Sooraa · Post by **Sooraa** » Thu May 20, 2021 1:33 pm

@Idle

I don't think that I understood everything from your test.
102 sec for 4,641,652 items (sounds for the ecoli dataset) sounds well on the first view.

What does "17=5 memsize mb 0.00 28.75" mean?
17 sounds for k
What is the 5?
What is "mb 0.00"?
What is 28.5?
How many threads were running all together?

It includes the total counts of k and the individual counts of each repetition: What is a repetion in this case?
That all positions are kept sound surprisingly good.

If the results are valid, could we state, that the others of the counted total uniques are the distincts (the ones), or are they lost/unknown?
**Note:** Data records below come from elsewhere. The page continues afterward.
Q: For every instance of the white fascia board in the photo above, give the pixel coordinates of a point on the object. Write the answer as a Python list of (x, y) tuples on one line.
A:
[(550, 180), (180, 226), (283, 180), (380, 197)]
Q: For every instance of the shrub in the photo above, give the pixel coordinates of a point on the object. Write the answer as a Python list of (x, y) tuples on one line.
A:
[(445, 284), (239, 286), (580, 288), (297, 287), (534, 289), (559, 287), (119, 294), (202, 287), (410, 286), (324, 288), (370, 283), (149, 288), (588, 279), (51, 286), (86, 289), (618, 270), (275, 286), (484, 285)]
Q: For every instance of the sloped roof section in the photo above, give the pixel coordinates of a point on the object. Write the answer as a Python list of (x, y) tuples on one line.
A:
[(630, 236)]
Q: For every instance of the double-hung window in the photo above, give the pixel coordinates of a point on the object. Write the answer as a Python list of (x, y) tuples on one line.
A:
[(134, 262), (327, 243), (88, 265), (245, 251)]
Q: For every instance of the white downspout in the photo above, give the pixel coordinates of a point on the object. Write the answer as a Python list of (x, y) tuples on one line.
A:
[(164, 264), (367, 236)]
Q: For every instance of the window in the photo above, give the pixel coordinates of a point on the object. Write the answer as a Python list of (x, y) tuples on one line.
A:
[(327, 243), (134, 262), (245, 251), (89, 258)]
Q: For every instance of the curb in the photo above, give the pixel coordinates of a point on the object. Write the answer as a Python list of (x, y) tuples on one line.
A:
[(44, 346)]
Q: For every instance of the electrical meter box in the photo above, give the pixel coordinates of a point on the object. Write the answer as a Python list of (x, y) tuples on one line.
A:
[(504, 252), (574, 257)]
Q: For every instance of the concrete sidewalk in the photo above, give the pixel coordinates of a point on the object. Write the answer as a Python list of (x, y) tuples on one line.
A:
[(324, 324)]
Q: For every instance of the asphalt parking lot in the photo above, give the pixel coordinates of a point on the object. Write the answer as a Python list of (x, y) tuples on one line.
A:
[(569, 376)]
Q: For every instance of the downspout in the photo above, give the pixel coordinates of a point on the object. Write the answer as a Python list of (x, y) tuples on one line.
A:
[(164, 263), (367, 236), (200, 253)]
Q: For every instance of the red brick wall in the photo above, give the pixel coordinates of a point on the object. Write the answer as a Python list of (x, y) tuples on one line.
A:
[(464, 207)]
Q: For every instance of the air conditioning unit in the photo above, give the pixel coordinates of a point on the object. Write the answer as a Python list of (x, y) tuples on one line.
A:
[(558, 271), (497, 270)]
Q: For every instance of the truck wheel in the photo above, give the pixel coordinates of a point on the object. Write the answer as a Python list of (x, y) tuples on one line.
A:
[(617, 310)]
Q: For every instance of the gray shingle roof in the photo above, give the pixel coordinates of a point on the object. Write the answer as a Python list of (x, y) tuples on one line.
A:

Sooraa · Post by **Sooraa** » Thu May 20, 2021 1:47 pm

@Idle

I just saw your pm. Probably this reduces the # of my questions.

I'll come back asap.

Sooraa · Post by **Sooraa** » Thu May 27, 2021 4:00 pm

I'm back from a few days at the north coast after the repeated shut-downs here.
Still working to present results.

Sooraa · Post by **Sooraa** » Mon May 31, 2021 4:11 pm

Here my status with handling Kmers of DNA:

Last we had the tests with the genom of C. ecoli (4,7 Mio nucleos)
My testbeds:
4 Haswell-cores, 8 MB L3
16 GB Mem
WIN7-64
PB5.43-64 in Ascii Mode
only 1 CPU enabled, HT switched off

Kmer 1 till 31
Duration: 49 sec. w/o file output of the results
100 sec. with file output
One PB-Map, Map-Size=4.570.777
0.5 GB Memory-usage

C. elegans genome (102 MB nucleos, this is more than the avg. of one of the 46 human Chromosomes
(A chromosome containes genes and can be seen as a separated data-compartment)
102 Mio nucleos = 102 MB DNA-file size

Kmer 1 till 31
Duration: 2.000 sec. w/o file output
One PB-Map, Map-Size=96.000.000
9.9 GB memory usage

- tested, but abolished: 4 Maps in parallel to cut the sizes by 4. This screws the caches in this sizes in a way that it becomes impractical timewise
- realized: PB higher than PB5.43 (unicode only) is 30% slower than PB5.43 in Ascii
- restricting to one CPU doubles the throughput of these kinds of code: 8 MB L3-cache become "private" then and the other three L2-caches can be snooped by the cache-miss logic of the CPU in action. Addl. the thermal reserve the chip-dye gets from 3 cut-off CPUs lets the frequency multiplier go in my case up to 4.9 GHz.
- tested, but abolished: Reverse Kmer-Sequence (31 till 1), no advantage
- PB-Maps are stable under every situation
- Single disadvantage with these map-sizes: Starting from Kmer > 15 the PB-Clear/FreeMap() command becomes 40-50% of the time of a single Kmer evaluation step
- That means that there is a potential improvement of the speed factor of 2

I intend to "polish" the code to be published under MIT licence.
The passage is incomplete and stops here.